ロイター通信によると、リビア東部で結成された反政府勢力の政治組織「国民評議会」で中核を担うアブドルジャリル前法相は4日、東部アルベイダで演説し「生きるか死ぬか。全土を解放するまで戦い続ける」と徹底抗戦を呼び掛けた。
一方、政府軍はこの日、反政府勢力が支配する西部の港湾都市アズザウィーヤを包囲し、戦車やマシンガンで砲撃。応戦した反政府勢力との間で激しい銃撃戦となった。ロイター通信は住民の証言として、政府軍兵士はほとんどが外国人の雇い兵だったと伝えた。この交戦で死亡が確認された30人の中には、反政府側へ寝返った元政府軍大佐も含まれるという。
AP通信によると、アズザウィーヤ攻防を巡り、リビア国営テレビは政府軍が奪還したと伝えた。ただ、住民は依然として、反政府側による支配が続いていると主張している。

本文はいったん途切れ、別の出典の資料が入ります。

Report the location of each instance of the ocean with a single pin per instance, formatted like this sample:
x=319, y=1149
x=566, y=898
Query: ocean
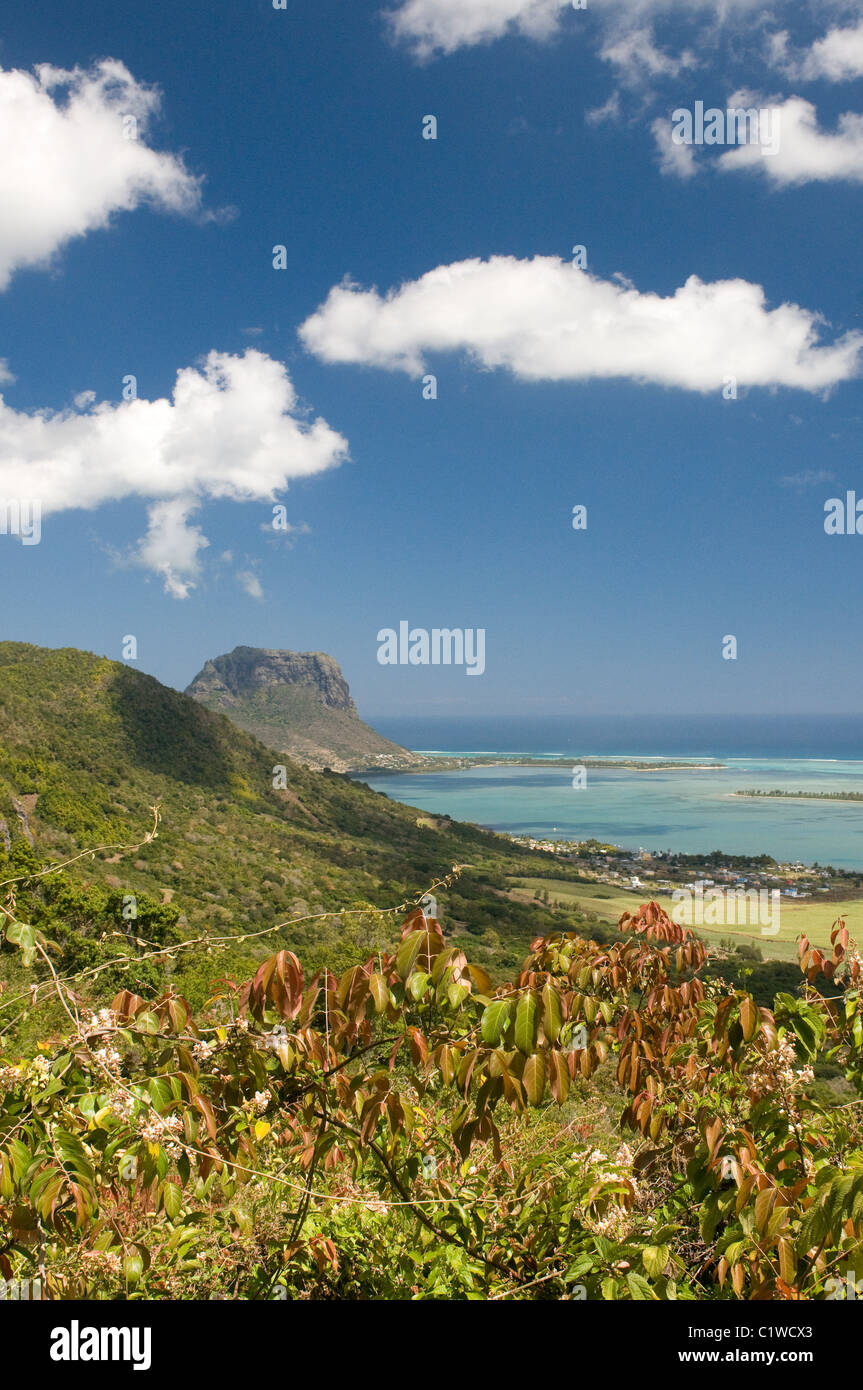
x=684, y=811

主要な石油積み出し港がある東部ラスラヌフでは、反政府勢力が大規模な攻撃を仕掛け、空港施設を占拠した模様だ。4日は首都トリポリでもイスラム教の金曜礼拝に集まった市民約400人がデモを起こし、政府軍が催涙ガスや実弾を発砲。アルジャジーラによると、約100人が拘束されたという。